[GreenKeys] Re: High Speed Printer

Douglas W. Jones jones at cs.uiowa.edu
Wed Jun 15 09:55:05 EDT 2005


The original message in this thread described an adding machine
printer where the type bars were raised to the correct height and
slammed into the page.  Some of IBM's electromechanical tabulating
machinery from the first half of the 20th century had these
mechanisms, I think, but I don't know that they were used as
computer printers.

High-speed computer printers (before the ink-jet era) were typically
of one of two kinds:

1) Drum printers.  The type was on a rotating drum, spinning at fixed
page, with the entire alphabet repeated around the drum once per
column on the paper.  The drum spanned the entire width of the line.
The hammers struck the paper from behind, slamming it into the drum
just as the right character went by on the drum.  IBM used these in
their first vacuum tube era computer printers (I have an IBM 701
manual from 1953 that explains how they work).

2) Chain printers.  Each character of type was part of one link of a
chain.  The alphabet was typically repeated several times around the
chain.  The chain ran in a track across the line to be printed, at
high speed.  Again, print hammers struck the paper from behind,
slamming it into the type just as the correct character went by.

In both types of printer, the entire alphabet passes by each spot on
the page many times per second.  In a 300 line-per-minute printer,
the entire alphabet must go by 300 times per second.  In both types,
the ribbon was as wide as the paper and was rolled slowly back and
forth between reels above and below the print mechanism, which was
mounted horizontally.

When drum printers were badly maintained, they had vertical
registration problems, with individual letters in a line jostled up
and down.  Chain printers tended to have horizontal registration
problems, which were a bit easier on the eye.

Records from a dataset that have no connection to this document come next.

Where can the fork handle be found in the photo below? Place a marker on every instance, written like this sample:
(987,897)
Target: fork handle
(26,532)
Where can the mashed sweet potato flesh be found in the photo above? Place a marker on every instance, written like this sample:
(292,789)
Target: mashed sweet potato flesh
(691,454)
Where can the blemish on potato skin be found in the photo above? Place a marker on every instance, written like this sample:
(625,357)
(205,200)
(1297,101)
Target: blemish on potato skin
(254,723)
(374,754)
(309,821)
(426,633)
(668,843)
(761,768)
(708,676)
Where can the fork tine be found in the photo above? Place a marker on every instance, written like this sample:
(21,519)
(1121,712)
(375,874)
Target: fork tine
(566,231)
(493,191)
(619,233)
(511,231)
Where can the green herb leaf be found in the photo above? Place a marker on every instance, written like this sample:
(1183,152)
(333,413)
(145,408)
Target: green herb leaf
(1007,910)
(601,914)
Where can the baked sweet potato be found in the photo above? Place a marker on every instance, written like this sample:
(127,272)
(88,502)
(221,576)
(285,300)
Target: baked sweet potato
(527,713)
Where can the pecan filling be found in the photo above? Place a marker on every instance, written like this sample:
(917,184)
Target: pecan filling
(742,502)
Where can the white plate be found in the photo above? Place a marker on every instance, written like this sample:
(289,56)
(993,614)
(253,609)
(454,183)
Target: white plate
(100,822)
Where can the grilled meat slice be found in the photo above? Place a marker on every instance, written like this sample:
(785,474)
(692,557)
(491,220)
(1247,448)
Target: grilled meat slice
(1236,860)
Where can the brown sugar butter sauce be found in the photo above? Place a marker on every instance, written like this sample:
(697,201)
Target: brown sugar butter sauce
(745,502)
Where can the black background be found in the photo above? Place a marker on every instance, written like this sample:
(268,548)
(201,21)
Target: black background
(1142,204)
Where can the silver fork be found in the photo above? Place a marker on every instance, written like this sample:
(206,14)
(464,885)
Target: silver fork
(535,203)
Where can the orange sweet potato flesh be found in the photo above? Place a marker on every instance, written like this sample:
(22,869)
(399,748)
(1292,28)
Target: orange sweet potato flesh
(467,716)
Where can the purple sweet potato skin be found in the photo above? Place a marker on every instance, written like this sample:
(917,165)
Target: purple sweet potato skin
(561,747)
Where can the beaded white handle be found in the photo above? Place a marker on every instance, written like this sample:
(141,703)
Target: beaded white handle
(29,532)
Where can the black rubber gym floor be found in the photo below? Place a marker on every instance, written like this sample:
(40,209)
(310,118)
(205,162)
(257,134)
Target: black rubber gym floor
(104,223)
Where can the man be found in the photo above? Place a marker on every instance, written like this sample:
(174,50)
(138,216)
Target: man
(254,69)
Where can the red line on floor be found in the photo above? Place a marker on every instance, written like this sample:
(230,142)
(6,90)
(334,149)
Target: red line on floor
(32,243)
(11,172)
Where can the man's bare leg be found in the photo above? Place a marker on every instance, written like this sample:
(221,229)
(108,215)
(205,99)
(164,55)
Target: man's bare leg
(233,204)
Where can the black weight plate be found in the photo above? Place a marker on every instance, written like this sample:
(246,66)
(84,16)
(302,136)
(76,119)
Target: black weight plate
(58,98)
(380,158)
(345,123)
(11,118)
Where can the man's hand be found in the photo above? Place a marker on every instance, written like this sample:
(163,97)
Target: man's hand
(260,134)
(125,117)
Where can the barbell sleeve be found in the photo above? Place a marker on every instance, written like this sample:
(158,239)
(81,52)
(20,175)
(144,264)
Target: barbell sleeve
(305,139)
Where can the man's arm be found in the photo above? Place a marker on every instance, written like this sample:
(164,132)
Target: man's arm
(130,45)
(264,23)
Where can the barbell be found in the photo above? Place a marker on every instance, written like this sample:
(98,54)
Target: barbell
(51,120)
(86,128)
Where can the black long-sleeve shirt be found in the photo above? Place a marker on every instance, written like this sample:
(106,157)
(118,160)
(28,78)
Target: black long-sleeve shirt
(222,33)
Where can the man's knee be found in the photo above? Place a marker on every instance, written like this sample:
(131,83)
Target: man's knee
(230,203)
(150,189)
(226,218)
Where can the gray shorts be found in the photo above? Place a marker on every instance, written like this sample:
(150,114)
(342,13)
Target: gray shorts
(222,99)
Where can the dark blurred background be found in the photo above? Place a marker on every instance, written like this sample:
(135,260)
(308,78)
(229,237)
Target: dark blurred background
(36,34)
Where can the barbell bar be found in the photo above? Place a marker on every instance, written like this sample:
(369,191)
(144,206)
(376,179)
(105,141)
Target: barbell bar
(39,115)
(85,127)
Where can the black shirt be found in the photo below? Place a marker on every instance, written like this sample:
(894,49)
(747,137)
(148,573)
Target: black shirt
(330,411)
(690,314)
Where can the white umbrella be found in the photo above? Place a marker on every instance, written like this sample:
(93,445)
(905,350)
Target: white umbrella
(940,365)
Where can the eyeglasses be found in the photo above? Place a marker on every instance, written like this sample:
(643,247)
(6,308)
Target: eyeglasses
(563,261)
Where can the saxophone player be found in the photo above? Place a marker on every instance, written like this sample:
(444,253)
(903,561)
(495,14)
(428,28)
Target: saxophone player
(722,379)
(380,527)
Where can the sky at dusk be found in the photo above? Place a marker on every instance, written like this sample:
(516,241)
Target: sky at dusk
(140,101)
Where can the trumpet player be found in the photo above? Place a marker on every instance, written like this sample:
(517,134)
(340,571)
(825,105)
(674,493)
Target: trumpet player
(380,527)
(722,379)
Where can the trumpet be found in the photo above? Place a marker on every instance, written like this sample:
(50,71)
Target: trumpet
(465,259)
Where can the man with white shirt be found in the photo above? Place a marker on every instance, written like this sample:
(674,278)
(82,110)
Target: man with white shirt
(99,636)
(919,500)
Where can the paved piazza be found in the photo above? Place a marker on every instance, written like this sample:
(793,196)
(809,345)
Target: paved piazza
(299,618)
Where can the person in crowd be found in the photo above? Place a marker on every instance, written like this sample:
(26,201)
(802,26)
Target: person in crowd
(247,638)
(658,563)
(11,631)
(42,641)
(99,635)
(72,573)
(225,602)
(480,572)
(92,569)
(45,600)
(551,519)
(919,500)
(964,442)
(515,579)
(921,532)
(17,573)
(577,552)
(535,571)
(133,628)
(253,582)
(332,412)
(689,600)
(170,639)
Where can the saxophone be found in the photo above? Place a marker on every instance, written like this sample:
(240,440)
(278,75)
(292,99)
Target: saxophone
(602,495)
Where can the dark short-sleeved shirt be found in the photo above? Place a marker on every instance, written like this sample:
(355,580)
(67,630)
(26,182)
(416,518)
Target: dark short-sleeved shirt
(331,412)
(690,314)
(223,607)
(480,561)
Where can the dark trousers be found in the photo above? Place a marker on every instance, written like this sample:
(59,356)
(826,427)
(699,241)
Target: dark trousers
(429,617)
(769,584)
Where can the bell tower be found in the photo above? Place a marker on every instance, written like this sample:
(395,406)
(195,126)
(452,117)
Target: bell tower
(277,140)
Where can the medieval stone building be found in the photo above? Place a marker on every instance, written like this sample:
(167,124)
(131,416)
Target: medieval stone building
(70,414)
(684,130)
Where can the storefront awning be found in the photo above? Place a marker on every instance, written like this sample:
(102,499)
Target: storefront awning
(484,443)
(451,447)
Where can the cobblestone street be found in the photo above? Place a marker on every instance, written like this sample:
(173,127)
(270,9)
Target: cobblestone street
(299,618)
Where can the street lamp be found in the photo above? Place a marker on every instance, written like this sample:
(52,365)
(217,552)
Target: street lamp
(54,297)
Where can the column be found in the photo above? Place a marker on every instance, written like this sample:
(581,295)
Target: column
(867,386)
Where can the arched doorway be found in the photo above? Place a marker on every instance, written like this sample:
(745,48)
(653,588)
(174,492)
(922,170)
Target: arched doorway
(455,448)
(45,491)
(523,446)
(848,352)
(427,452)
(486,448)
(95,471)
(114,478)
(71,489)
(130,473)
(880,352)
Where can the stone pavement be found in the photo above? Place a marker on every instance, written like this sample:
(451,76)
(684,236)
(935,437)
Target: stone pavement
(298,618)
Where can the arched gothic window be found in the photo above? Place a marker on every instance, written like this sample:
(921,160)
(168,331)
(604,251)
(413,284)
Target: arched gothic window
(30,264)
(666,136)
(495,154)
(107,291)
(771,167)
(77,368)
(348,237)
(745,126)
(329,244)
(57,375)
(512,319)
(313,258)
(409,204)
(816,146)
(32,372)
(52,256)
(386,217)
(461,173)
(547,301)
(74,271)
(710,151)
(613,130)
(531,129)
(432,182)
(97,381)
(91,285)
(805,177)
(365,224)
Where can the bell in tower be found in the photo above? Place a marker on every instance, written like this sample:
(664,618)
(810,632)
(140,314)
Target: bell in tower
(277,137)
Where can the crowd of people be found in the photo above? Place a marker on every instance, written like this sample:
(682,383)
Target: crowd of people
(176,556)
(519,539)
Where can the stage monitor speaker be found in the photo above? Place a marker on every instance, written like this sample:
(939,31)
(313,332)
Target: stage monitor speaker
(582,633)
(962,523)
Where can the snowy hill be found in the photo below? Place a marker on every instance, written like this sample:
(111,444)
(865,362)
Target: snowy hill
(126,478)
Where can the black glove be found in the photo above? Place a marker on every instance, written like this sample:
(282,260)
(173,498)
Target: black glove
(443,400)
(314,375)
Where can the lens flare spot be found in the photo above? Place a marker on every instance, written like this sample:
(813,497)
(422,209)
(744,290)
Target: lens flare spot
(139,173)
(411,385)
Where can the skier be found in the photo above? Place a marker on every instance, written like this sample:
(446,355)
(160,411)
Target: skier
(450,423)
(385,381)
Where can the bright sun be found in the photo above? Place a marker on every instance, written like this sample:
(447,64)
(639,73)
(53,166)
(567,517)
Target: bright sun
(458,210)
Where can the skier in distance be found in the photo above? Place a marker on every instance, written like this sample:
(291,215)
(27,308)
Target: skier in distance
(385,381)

Chain printers were frequently made so that each print hammer spanned
two or three columns, and the letters on the chain were spaced
correspondingly far apart.  This had several advangages:  Fewer
links in the chain, fewer hammers, and a lower peak power
requirement.

The peak power requirement of these printers was determined by the
likelihood that all the hammers would be fired at once.  In the
crudest case, imagine a drum printer where all the characters were
aligned identically around the drum.  Then print this line:

--------------------------

All the hammers must fire at once.  You'd typically blow out the
power supply when you did this.  So, they skewed the characters on
the drum.  Of course, if you knew the skew pattern, you could cause
trouble by printing it out:

ABCDEFGHIJKLMNOPQRSTUVWXYZ

The worst case on a chain printer with characters spaced one per
column was to attempt to print an image of the chain.

The GE Terminet terminals had chain printer mechanisms that could
easily handle a communications line at 1200 baud (7-bit ASCII).